C’était si doux, si discret, si naturel, que sur le moment cela ne m’a pas particulièrement impressionné. Je n’ai rien dit aux paroissiens. J’en ai parlé à Thérèse en rentrant, c’est tout. Ce n’est que plus tard que j’ai réalisé que j’avais vécu la COMMUNION avec les saints du ciel, nos bien-aimés dans la lumière, – qui sont aussi tout  proches de nous.

Et ils sont là aussi dans notre vie quotidienne, présence invisible mais douce et bienveillante.

Quand nous posons notre regard sur la photo de nos bien-aimés disparus, ou sur des objets qui nous les rappellent, – au-delà et plus profondément que le seul souvenir du passé, nous pouvons REALISER qu’ils sont là, présence invisible mais proche de nous, remplie d’amour…

Ne recherchons pas avidement des expériences de ce genre. Saint Silouane, qui en a eu plusieurs, disait très sagement : « Ce n’est pas le plus important dans la vie chrétienne. »

Et quand nous lisons qu’Abraham a entendu plusieurs fois la voix de Dieu, n’oublions pas que, entre ces expériences, il s’écoulait parfois 13 ans, 20 ans…

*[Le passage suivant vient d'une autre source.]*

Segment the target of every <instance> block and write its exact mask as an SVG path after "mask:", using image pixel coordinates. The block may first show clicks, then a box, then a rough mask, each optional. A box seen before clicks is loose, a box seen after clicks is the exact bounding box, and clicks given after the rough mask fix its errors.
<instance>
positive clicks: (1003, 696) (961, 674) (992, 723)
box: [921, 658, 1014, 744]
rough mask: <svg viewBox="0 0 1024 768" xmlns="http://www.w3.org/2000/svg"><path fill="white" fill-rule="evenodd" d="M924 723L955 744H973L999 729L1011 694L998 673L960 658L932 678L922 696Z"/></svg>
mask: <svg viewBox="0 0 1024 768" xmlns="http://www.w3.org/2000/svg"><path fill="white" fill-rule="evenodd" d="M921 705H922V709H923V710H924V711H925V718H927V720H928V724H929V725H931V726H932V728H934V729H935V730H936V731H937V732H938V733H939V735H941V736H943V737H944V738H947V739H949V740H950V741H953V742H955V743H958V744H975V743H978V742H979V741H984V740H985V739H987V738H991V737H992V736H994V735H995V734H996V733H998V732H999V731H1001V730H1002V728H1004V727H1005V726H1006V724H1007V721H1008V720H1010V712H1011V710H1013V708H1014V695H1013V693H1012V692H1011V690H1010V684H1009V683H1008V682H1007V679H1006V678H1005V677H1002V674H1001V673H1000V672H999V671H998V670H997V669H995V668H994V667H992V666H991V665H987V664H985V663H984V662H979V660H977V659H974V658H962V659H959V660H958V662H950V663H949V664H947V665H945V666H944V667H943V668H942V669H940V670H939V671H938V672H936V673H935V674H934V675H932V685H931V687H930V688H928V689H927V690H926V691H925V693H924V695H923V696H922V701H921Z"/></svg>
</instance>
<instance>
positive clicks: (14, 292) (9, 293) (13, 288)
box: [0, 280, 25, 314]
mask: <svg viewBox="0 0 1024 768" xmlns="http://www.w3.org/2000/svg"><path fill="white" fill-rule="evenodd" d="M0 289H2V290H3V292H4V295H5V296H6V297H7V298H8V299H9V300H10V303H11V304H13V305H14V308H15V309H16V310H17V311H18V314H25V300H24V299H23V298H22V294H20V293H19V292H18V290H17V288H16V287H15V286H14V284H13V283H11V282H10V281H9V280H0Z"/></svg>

Mais soyons ouverts à ce Royaume invisible, en particulier dans l’Eucharistie, écoutons dans nos cœurs le chant des anges ET DES SAINTS qui louent Dieu avec nous, en particulier vous, mes Sœurs, – puisque cette année vous mettez un accent particulier sur la louange. « Toi qui nous appelles à être louange au milieu de la terre… dans les déchirures et divisions, dans les rencontres et les réconciliations… »

3)      Un dernier témoignage : en juin j’ai eu un songe semi-éveillé (c’est-à-dire dans le no-man’s land entre le sommeil et la veille).  Je prêchais à Grandchamp sur « Bénissez et ne maudissez pas, » et à la fin de mon homélie je disais : « Un jour des politiciens viendront ici et diront : Ici à Grandchamp les malédictions sont changées en bénédiction. » Et ce que je voyais en esprit était tellement beau que dans mon songe j’ai éclaté en pleurs de joie et de beauté, ce qui m’a réveillé. Thérèse aussi m’a entendu sangloter, sans comprendre ce qui se passait, – puis je lui ai partagé mon songe.

Alors je vous redis cette promesse, à vous mes Sœurs et à nous tous, comme un encouragement pour notre ministère d’intercession, de louange et de bénédiction sur les personnes, les pays, et la Création.